David Thorpe: A Rare and Gentle Beast

Left: Sanderson Emerged oak, metal, ceramic  Right: exhibition view upstairs gallery. Images courtesy of Maureen Paley, London
Sanderson Emerged oak, metal, ceramic Right: exhibition view upstairs gallery. Images courtesy of Maureen Paley, London

William Kherbek reviews the fourth solo exhibition by British artist David Thorpe at Maureen Paley, London

There’s a school of thought that proposes genius is manifested by making the difficult look effortless. If that’s the case, then David Thorpe, whose show, A Rare and Gentle Beast, is currently running at the Maureen Paley Gallery in Bethnal Green, is doing his best to resist any accusations of “genius”; his works are, literally, object lessons in making the difficult look difficult.

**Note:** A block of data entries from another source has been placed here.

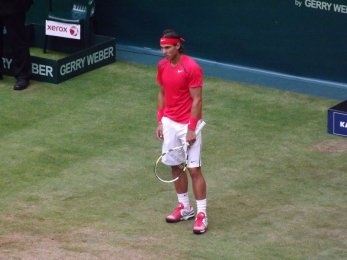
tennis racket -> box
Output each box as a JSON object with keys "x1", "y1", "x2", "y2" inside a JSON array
[{"x1": 154, "y1": 121, "x2": 206, "y2": 183}]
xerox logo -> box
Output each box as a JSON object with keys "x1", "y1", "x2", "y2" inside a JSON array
[
  {"x1": 46, "y1": 20, "x2": 81, "y2": 40},
  {"x1": 47, "y1": 25, "x2": 67, "y2": 32},
  {"x1": 70, "y1": 25, "x2": 79, "y2": 36}
]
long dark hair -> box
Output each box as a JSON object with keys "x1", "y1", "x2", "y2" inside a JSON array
[{"x1": 161, "y1": 29, "x2": 184, "y2": 53}]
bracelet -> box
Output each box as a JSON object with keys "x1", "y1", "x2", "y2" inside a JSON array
[{"x1": 188, "y1": 117, "x2": 199, "y2": 130}]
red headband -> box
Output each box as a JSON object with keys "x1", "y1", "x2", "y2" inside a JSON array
[{"x1": 160, "y1": 37, "x2": 184, "y2": 45}]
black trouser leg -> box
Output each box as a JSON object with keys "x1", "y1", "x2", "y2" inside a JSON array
[{"x1": 4, "y1": 12, "x2": 31, "y2": 80}]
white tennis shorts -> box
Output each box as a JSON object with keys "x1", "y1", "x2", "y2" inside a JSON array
[{"x1": 161, "y1": 117, "x2": 202, "y2": 168}]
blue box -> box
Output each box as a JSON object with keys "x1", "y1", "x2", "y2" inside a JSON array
[{"x1": 328, "y1": 100, "x2": 347, "y2": 137}]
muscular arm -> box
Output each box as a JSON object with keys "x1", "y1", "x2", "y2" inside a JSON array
[
  {"x1": 186, "y1": 88, "x2": 202, "y2": 144},
  {"x1": 156, "y1": 88, "x2": 165, "y2": 140}
]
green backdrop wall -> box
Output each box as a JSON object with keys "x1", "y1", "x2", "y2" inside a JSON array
[{"x1": 29, "y1": 0, "x2": 347, "y2": 83}]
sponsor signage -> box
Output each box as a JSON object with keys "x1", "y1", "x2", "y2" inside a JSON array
[
  {"x1": 2, "y1": 35, "x2": 116, "y2": 84},
  {"x1": 328, "y1": 100, "x2": 347, "y2": 137},
  {"x1": 46, "y1": 20, "x2": 81, "y2": 40}
]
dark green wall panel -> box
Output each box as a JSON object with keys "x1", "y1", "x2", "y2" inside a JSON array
[{"x1": 27, "y1": 0, "x2": 347, "y2": 83}]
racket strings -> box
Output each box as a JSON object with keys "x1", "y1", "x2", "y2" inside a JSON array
[
  {"x1": 162, "y1": 147, "x2": 187, "y2": 166},
  {"x1": 155, "y1": 148, "x2": 186, "y2": 182}
]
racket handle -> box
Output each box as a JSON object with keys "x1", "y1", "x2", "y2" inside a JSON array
[{"x1": 195, "y1": 120, "x2": 206, "y2": 135}]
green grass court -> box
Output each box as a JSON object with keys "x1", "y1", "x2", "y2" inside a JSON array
[{"x1": 0, "y1": 61, "x2": 347, "y2": 260}]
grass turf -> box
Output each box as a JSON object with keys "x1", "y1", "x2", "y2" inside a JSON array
[{"x1": 0, "y1": 62, "x2": 347, "y2": 259}]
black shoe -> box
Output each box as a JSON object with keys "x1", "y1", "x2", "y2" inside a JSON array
[{"x1": 13, "y1": 79, "x2": 29, "y2": 90}]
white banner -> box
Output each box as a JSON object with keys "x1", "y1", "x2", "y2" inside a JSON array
[{"x1": 46, "y1": 20, "x2": 81, "y2": 40}]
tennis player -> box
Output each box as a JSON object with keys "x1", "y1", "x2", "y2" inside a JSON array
[{"x1": 156, "y1": 29, "x2": 208, "y2": 234}]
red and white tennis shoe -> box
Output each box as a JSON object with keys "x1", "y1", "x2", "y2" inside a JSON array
[
  {"x1": 165, "y1": 202, "x2": 194, "y2": 223},
  {"x1": 193, "y1": 212, "x2": 208, "y2": 234}
]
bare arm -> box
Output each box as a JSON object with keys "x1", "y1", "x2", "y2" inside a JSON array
[
  {"x1": 156, "y1": 88, "x2": 165, "y2": 140},
  {"x1": 186, "y1": 88, "x2": 202, "y2": 144}
]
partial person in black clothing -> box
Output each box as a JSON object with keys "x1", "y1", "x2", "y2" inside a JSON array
[{"x1": 0, "y1": 0, "x2": 33, "y2": 90}]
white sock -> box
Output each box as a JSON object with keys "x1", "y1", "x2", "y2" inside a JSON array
[
  {"x1": 196, "y1": 199, "x2": 207, "y2": 215},
  {"x1": 177, "y1": 192, "x2": 190, "y2": 209}
]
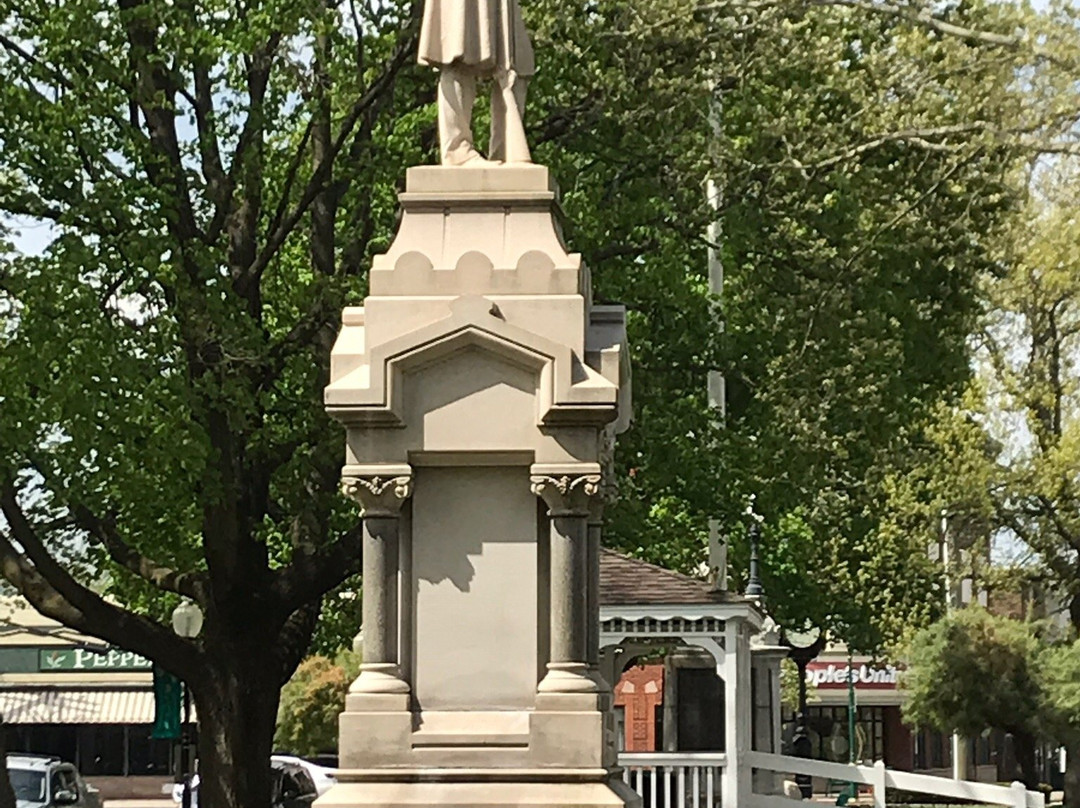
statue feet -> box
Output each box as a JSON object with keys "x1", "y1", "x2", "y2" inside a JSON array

For Thorpe, following in the intellectual tradition of John Ruskin and William Morris, process is itself a proper subject matter for art. Readers acquainted with the theoretical models and movements which have followed Morris, et al will perhaps feel their skepticism aroused by this kind of open-hearted commitment to “honouring traditional methods” as Thorpe’s press release intones. Isn’t there something a bit po-faced about all this “honouring” and valourising? This being art, matters are never as simple as that.

One of the ways Thorpe resists accusations of being an aesthetic reactionary is in the careful way the show is laid out. Entering the spacious downstairs of the gallery, the first thing you see is nothing. Well, not exactly nothing; an obtrusive jut of white wall is what you see. Only after you make your way around this architectural intrusion can you see the works, and they are very much worth seeing. As you might expect given the heavy emphasis on traditional methods, there is a familiarity about the geometric formations that make up works like Sanderson Emerged, a thick ceramic piece which is something like a wall and a sculpture at the same time. It’s Thorpe’s capacity to liberate these methods and materials from their historic applications that announces his self-conscious modernity — or is that post-modernity?

The piece which is referenced in the title of the show, A Rare Beast, is another “wall/sculpture” that nicely asserts its physicality, but really comes into its own when a mournful, low-pitched moan emanates from it. When you consider that the piece is composed of hair, dung, rabbit skin, and clay all kinds of narratives begin to proliferate. It’s hardly “organic” in any normal sense of the term, but there’s an irreducible vitality to it which would probably have gotten Thorpe burned at the stake in the Middle Ages. As an installation, the downstairs has more aesthetic unity than the upstairs, which feels more like a collection of works of art than a field of experience. Despite this fact, works like Gangraena, a plank of ancient oak treated with glue, chalk, and—of course—rabbit skin demand and repay attention.

There is a series of works in the show modeled on various human bones. The pieces are displayed in both galleries. Titled These Are Our Bones, Grown Dressed then Cloaked, it, at times, falls victim to Thorpe’s fetishisation of meticulous process, but, when individual pieces work, their eerie eloquence is riveting. For me, the patella displayed in the downstairs installation is most affecting. Unassumingly resting on a shelf at the south end of the gallery, as you approach it, the patella morphs from sculpture to stone to bone. True to Thorpe’s aesthetic, the process isn’t rapid, but the results are durable.